Las ocho acusaciones populares que se han lanzado al cuello de Zapatero son: PP, Vox, Hazte Oír, Manos Limpias, Ciudadanos -sí, aún pululan por ahí-, Liberum -la asociación que se opone a las zonas de bajas emisiones y, durante la pandemia covid, a las restricciones sociosanitarias-, Iustitia Europa -un partido creado por abogados de Liberum, que tanto monta-, y el abogado de nombre Borja Fernández que se persona en casos mediáticos porque es un marketing barato. A Calama no se le puede tener en cuenta que, de estos, elija al PP.
En paralelo, las apreturas de Pedro Sánchez no van a menos. Junts opina como el PNV: que el frente de las derechas españolas no, pero sujetar la vela del Gobierno, tampoco. Al Rubicón que cruzó la UCO esta semana entrando en Ferraz le ha seguido una riada de filtraciones, interpretaciones y elucubraciones sobre Leire Díez, Cerdán, y, sobre todo, ese nuevo ‘señor X’ extraído de un mensaje al que apodan “el One”. Muchos paladean ya el nombre del presidente del Gobierno para adjudicarle el alias.
Si apareciera en los mensajes alguna alusión a P. Sánchez estaría más tranquilo, como bien sabe M. Rajoy. También ha despertado de pronto Yolanda Díaz y le ha dado por indignarse con la sucesión de casos judiciales en torno al PSOE. Seguramente, dedicarán el fin de semana en Sumar, Podemos y todos los demás a entender por qué del desgaste del PSOE no pillan cacho electoral las izquierdas que aspiraban a sustituirlo.

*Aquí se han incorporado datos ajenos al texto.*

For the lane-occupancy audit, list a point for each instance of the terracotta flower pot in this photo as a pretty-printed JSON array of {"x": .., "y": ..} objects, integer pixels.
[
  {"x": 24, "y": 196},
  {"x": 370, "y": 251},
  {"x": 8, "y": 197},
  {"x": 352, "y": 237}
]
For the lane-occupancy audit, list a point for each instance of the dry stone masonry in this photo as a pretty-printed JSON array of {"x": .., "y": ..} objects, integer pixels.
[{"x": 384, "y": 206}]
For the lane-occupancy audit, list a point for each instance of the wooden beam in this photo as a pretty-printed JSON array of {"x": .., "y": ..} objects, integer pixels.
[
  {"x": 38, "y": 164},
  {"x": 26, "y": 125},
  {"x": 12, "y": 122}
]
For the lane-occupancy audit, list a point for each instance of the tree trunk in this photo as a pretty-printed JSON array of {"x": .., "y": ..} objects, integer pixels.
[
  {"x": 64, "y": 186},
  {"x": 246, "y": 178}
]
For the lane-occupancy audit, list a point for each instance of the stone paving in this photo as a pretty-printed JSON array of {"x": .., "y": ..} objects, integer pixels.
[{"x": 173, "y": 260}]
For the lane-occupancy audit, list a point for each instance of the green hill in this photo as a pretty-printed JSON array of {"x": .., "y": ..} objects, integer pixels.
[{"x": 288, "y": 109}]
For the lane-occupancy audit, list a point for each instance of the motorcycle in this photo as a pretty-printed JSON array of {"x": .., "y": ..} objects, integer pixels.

El imperio que mira a Europa
El relato del anti imperialismo tiene dificultad en identificar a Rusia como amenaza. Contra el yanki se protesta mejor porque se lo ha ganado a pulso y alimentado la literatura al respecto durante décadas. Pero el Kremlin tiene en su punto de mira a las democracias europeas, con las que ha pasado de antagonizar desde su autarquía soviética a hacerlo desde una autarquía a secas. En Rusia, dos tercios de sus ciudadanos creen que Europa amenaza con invadirles otra vez -ya lo hicieron Napoleón y Hitler- y Putin les ha hecho elegir orgullo nacional y vodka o democracia. Adivina quién gana.